GC11B-1029
Estimating global per-capita carbon emissions with VIIRS nighttime lights satellite data
Monday, 14 December 2015
Poster Hall (Moscone South)
Tommy Jasmin1, Ankur R Desai1 and R. Bradley Pierce2, (1)University of Wisconsin Madison, Madison, WI, United States, (2)NOAA Camp Springs, Camp Springs, MD, United States
Abstract:
With the launch of the Suomi National Polar-orbiting Partnership (NPP) satellite in November 2011, we now have nighttime lights remote sensing capability vastly improved over the predecessor Defense Meteorological Satellite Program (DMSP), owing to improved spatial and radiometric resolution provided by the Visible Infrared Imaging Radiometer Suite (VIIRS) Day Night Band (DNB) along with technology improvements in data transfer, processing, and storage. This development opens doors for improving novel scientific applications utilizing remotely sensed low-level visible light, for purposes ranging from estimating population to inferring factors relating to economic development. For example, the success of future international agreements to reduce greenhouse gas emissions will be dependent on mechanisms to monitor remotely for compliance.

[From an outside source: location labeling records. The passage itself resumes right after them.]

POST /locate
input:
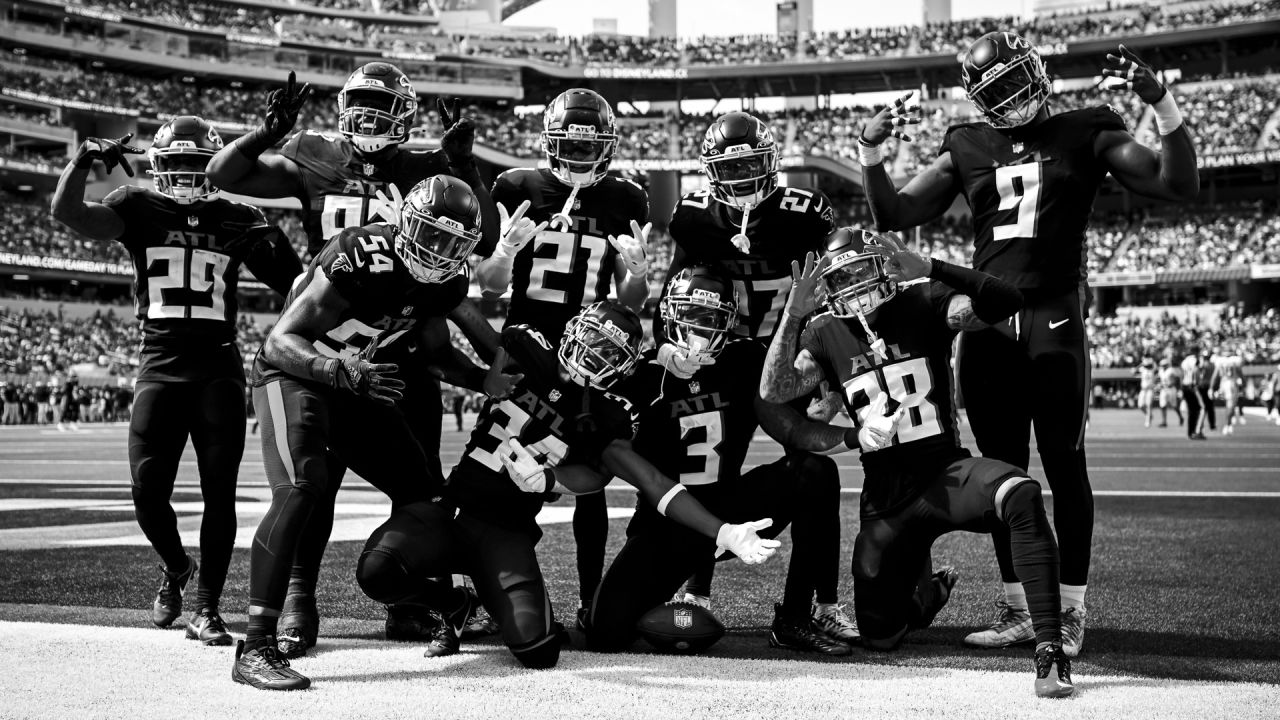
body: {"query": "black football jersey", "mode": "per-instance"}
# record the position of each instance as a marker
(560, 272)
(1031, 192)
(341, 187)
(557, 420)
(385, 304)
(785, 227)
(917, 374)
(186, 272)
(699, 431)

Here, we discuss implementation and evaluation of the VRCE system (VIIRS Remote Carbon Estimates), developed at the University of Wisconsin-Madison, which provides monthly independent, unbiased estimates of per-capita carbon emissions. Cloud-free global composites of Earth nocturnal lighting are generated from VIIRS DNB at full spatial resolution (750 meter). A population equation is derived from a linear regression of DNB radiance sums at state level to U.S. Census data. CO2 emissions are derived from a linear regression of VIIRS DNB radiance sums to U.S. Department of Energy emission estimates. Regional coefficients for factors such as percentage of energy use from renewable sources are factored in, and together these equations are used to generate per-capita CO2 emission estimates at the country level.